19.10.2010 / Schwerpunkt / Seite 3

Repression und Panikmache

Die Kampagne »Castor? Schottern!« sieht in den staatsanwaltschaftlichen Ermittlungsverfahren gegen die Unterzeichner der gleichnamigen Absichtserklärung einen »politisch motivierten Einschüchterungsversuch«, der allerdings »ins Leere laufen wird«. Kampagnensprecher Tadzio Müller: »Die Rechtsauffassung der Staatsanwaltschaft ist abenteuerlich: Weder handelt es sich bei dem Schottern um ›Störung öffentlicher Betriebe‹, da ja gar kein regulärer Bahnbetrieb auf dem Castor-Gleis stattfindet, noch ist die Ankündigung einer Aktion des zivilen Ungehorsams strafbar.« Sonja Schubert, ebenfalls Sprecherin von »Castor? Schottern!«, ergänzt: »Die Absurdität des Vorgehens der Staatsanwaltschaft zeigt sich schon in der Zahl der Verfahren: Sie ermittelt gegen 389 Einzelpersonen und 179 Gruppen– das sind dann noch einmal mehrere tausend Menschen. Will die Staatsanwaltschaft, wenn die Aktionen im Wendland stattfinden, tatsächlich alle diese – und noch mehr – Menschen vor Gericht bringen?«

Die Unterstützung für das geplante Castor-Schottern wächst laut Mischa Aschmoneit »täglich und stündlich«. »Der aktuelle Versuch der Einschüchterung und Spaltung wird der Kampagne – so wie es schon vor Heiligendamm und Dresden war – zusätzlichen Schwung verleihen. Bei ganz vielen Menschen gibt es die Haltung: Jetzt erst recht.«

Die Neue Westfälische in Bielefeld fragte in ihrer Montagausgabe: »Schürt das Bundeskriminalamt (BKA) bewußt Ängste, wenn es vor einer zunehmenden Gewaltbereitschaft unter Atomkraftgegnern warnt?

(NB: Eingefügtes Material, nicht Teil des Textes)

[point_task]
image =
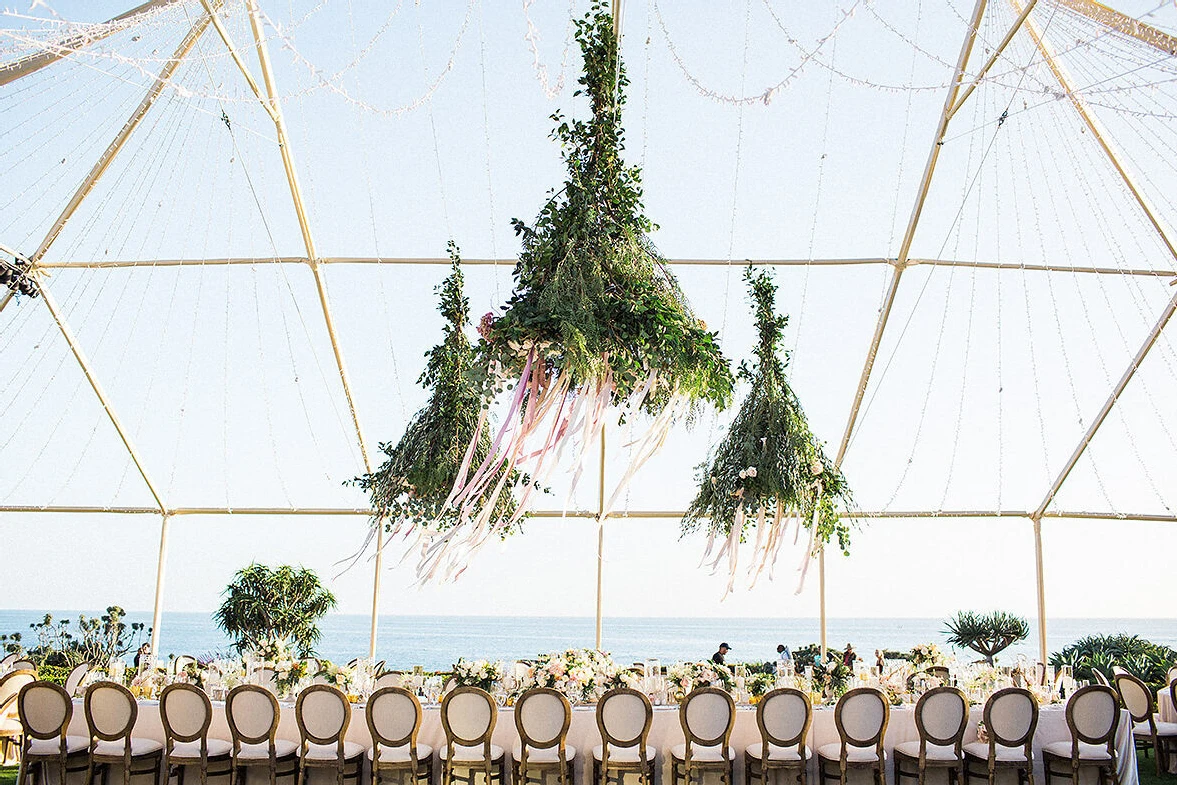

Werden friedliche Menschen, die gewaltfrei gegen den nächsten Castortransport demonstrieren wollen, im Vorfeld kriminalisiert, um ein hartes Eingreifen der Einsatzkräfte von vorneherein zu legitimieren?« Weiter hieß es im Kommentar: »Das BKA setzt Protest mit Gewalt gleich, aber wenn man sich die Bilder der ›Stuttgart21‹-Demonstrationen in Erinnerung ruft, muß man sich eher Sorgen um die andere Seite machen: Während die Polizeibeamten mit Helmen und Körperschutz ausgestattet sind, gilt für die Protestler das Vermummungsverbot. Waren es früher die Schlagstöcke, vor denen sich die Menschen fürchten mußten, sind es heute Hightech-Wasserwerfer, deren neue Generation mit 10 bar bis zu 3300 Liter pro Minute verschießen werden. Wie brutal diese Distanzwaffe schon jetzt ist, zeigen die Verletzungen, mit denen mehrere Demonstranten in die Stuttgarter Augenklinik eingeliefert wurden: nach innen gedrückte Linsen, zerrissene Lider, zerfetzte Netzhäute, gebrochene Augenknochen. Deeskalation sieht anders aus.«

(jW/dapd)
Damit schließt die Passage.